It always amazes me how the Lord uses circumstance to reveal His truth to us, how He sometimes combines the things we encounter into a catalyst that can touch the deepest place in our hearts with an overwhelming love.
It was a year ago on January 3 that my dad died. Over the past year, there have been many memories and emotions that have surfaced. This morning I had some errands to run. As I pulled out of the driveway, I put in a CD to listen to. One of the first songs that played was “You Raise Me Up.” I immediately became teary eyed and choked up.
As I listened to this song, I thought of my dad. My dad, not just my father, but my coach and teacher. Dad was a high school coach for many years. Some of my earliest memories are of going to practices and games. The first time I went to a practice, I was in a baby buggy. I went to watch Dad practice when he was a football player in college. Of course, I don’t remember that event, but I was told about it.
In many ways, I grew up in a locker room. My dream was that someday I would get to play on my dad’s team. That day did finally arrive. When I was in high school, Dad was my football coach and my wrestling coach. After all of those years of watching from the sidelines, all of those years of looking up to those guys who played for Dad, it was finally my turn.
Dad coached many championship teams and individuals. One of my proudest achievements was that I, too, became one of Dad’s champions. As a wrestler, I won the Wisconsin Valley League championship as a sophomore and the East Kansas League championship as a senior, among a couple of others.
The last time we saw Dad was just a few months before he died.
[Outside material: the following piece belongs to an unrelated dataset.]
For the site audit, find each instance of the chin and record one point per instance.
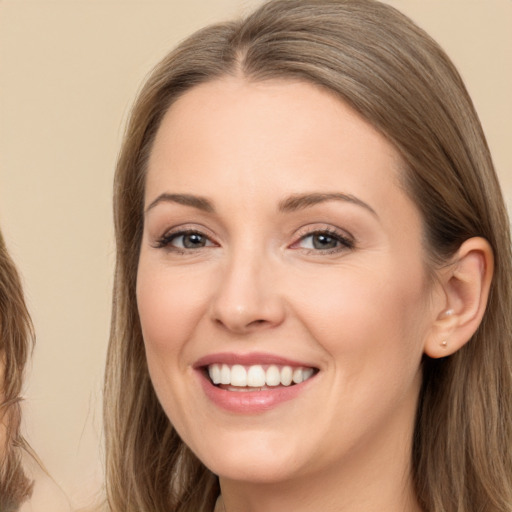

I told him then that he had made me more than I could be. And then this morning, as I heard the words being sung, “You raise me up, so I can stand on mountains. You raise me up to walk on stormy seas. I am strong when I am on your shoulders. You raise me up to more than I can be.”
I began to cry as I remembered all of the times and all of the ways that Dad raised me up to more than I could be, not just as a coach, but as my father. Then I began to think of many others that God placed in my life who also raised me up. I am where I am today, not because of anything great in me, but because of those who allowed me to stand on their shoulders, those who taught me, and loved me, and allowed me to stand on mountains and to walk on stormy seas.
And, when I was lost in sin and death, the Son of God died on a cross to take away my sin, and to give me eternal life. Jesus Christ has raised me up out of the darkness. He has raised me up to stand on His shoulders. He has raised me up to salvation, which I could never have possessed on my own.
I thank God for the blessing of having a father who loved, disciplined, and inspired me to be better than I was, both in athletics and in life. I thank God for the blessing of having so many others in my life who have also raised me up. And, above all, I thank God for the blessing of His Son who died that I might live, who gives me strength to mount up with wings as eagles.
I can truly say with the psalmist, “My flesh and my heart may fail, but God is the strength of my heart and my portion forever.”